After trying to make this scheme work out in a practical setting for a
day or so I think I'll give up and shelve it for now. While property
access is notably fast, the overhead of transitioning from one class
to the other (even if it just happens once) outweights that benefit,
so I'm as fast as I was before. This might still be interesting as a
special purpose tool (think of it as an IdScriptableObject created on
the fly), but I don't see it replacing ScriptableObject anymore.

At least I learned a lot about Java bytecode. Maybe I'll use that to
dig deeper into the rhino optimizer code.

On Nov 3, 2:39 pm, Attila Szegedi <[email protected]> wrote:
>
> John Rose was experimenting with a MethodHandle (the invokedynamic  
> stuff slated for Java 7 as per JSR-292) based approach with Rhino, he  
> forwarded me some of his code doodles for it (I gave them to Norris  
> since, I'll send them to you too so you can take a look).

That sounds very interesting, I'd love to see this.

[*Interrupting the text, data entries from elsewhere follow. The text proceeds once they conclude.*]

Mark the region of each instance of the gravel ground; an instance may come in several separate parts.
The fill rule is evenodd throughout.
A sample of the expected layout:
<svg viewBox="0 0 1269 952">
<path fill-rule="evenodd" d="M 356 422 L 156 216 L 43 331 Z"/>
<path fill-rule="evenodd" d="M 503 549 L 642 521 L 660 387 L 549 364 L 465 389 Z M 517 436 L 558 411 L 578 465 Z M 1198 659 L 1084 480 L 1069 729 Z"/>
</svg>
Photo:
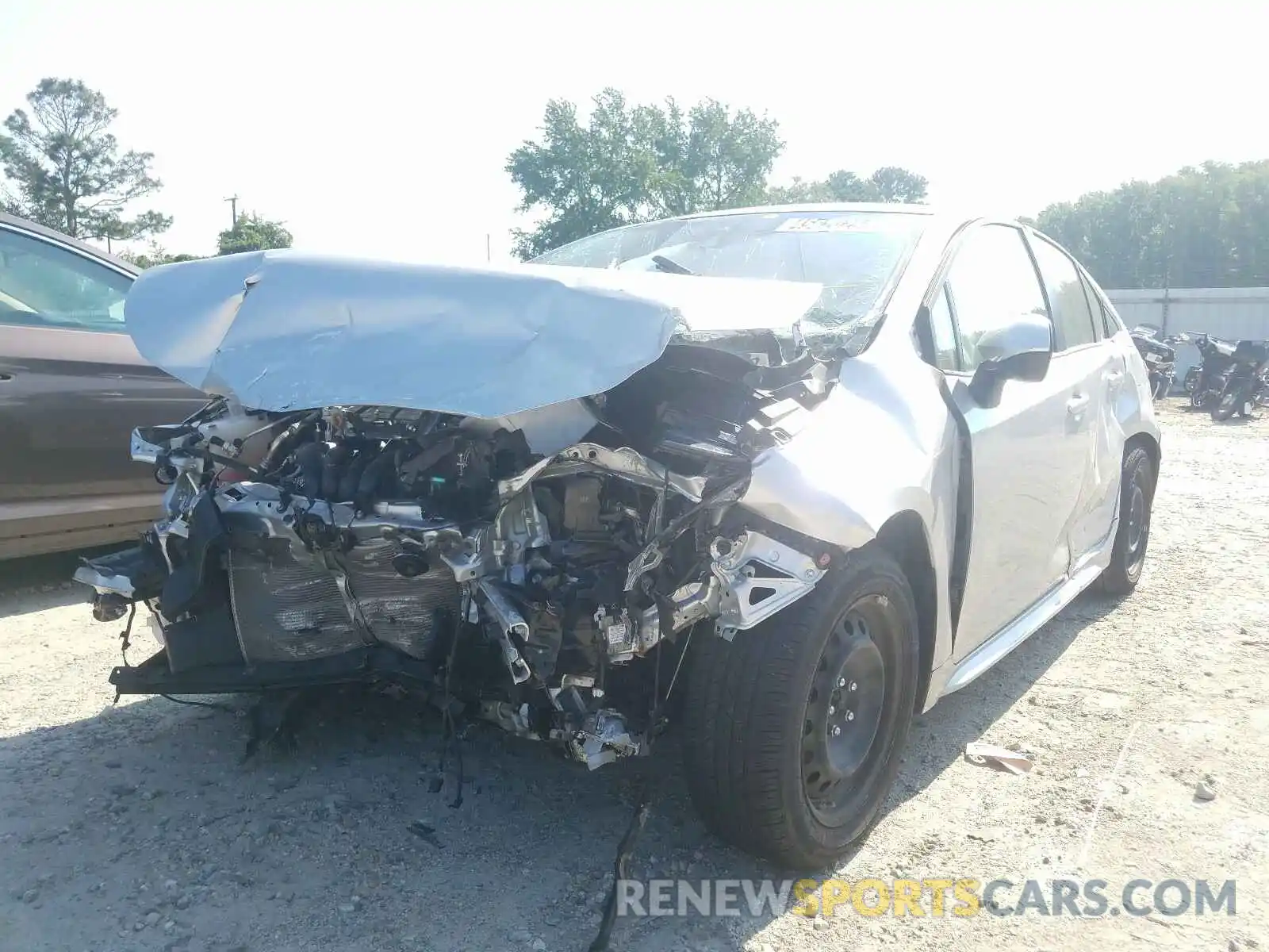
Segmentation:
<svg viewBox="0 0 1269 952">
<path fill-rule="evenodd" d="M 848 908 L 831 920 L 627 919 L 613 947 L 1269 949 L 1269 419 L 1220 425 L 1176 406 L 1161 416 L 1164 475 L 1137 593 L 1079 599 L 919 718 L 887 812 L 841 875 L 1071 875 L 1107 880 L 1112 897 L 1137 877 L 1235 878 L 1235 916 Z M 0 567 L 0 948 L 589 943 L 638 768 L 586 773 L 481 729 L 450 809 L 449 784 L 429 790 L 435 721 L 353 694 L 324 702 L 296 749 L 240 763 L 241 716 L 162 698 L 112 706 L 117 626 L 94 623 L 61 581 L 72 562 Z M 1037 767 L 970 764 L 971 740 L 1029 751 Z M 1195 797 L 1204 778 L 1214 800 Z M 411 821 L 434 833 L 414 835 Z M 637 876 L 787 876 L 706 835 L 676 764 L 636 857 Z"/>
</svg>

> I'm of course thinking that next time we'd need to overhaul Rhino  
> would be when Java 7 is widespread, and actually rewrite it in terms  
> of my invokedynamic-based linker framework, see slides of the  
> presentation I gave at JVM Language Summit here: 
> <http://wiki.jvmlangsummit.com/MOP_and_Invokedynamic
>  >; the slides have a link to the SVN repository too. That'll make it  
> possible to emit bytecode of the form "invoke method named  
> dyn:getProp:foo" and have the linker framework resolve it to a fully  
> optimizable (inlinable) method call on the object of appropriate type  
> at the call site just before it is invoked.

I must admit I don't know a lot about invokedynamic, but it definitely
sounds like the way to go. I'm reading up on it now.

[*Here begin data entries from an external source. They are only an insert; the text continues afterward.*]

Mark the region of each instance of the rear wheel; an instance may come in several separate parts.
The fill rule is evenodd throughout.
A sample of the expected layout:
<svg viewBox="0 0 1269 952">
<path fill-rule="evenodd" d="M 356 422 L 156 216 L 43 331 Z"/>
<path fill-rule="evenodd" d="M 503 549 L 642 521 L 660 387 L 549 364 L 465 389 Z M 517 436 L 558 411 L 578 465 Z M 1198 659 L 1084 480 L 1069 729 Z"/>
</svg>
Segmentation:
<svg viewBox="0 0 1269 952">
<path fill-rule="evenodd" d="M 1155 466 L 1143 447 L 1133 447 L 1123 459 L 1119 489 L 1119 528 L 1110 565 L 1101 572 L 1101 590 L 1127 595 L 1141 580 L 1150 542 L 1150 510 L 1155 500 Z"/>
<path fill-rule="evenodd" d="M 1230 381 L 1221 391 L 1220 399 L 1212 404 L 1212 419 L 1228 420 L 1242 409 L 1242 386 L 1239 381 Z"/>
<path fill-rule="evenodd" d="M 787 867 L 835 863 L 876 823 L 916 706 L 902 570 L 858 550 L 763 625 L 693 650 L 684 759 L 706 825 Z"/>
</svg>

> You can also get a working OpenJDK build with invokedynamic in it for  
> Mac OS X at <http://www.szegedi.org/mlvm-macosx.html> (for Windows and  
> Linux, you can just download the latest OpenJDK beta from Sun)
>
> Of course, that's all well and good, but we'll need Java 7 for it to  
> work :-) (Or, alternatively, Rémi Forax's backport of JSR-292)
>
> As for Rhino internals relying on ScriptableObject, I believe these  
> should be considered bad practice. All Rhino internals should ideally  
> only rely on Scriptable interface. I think you can liberally change  
> code from using ScriptableObject to Scriptable whereever you can.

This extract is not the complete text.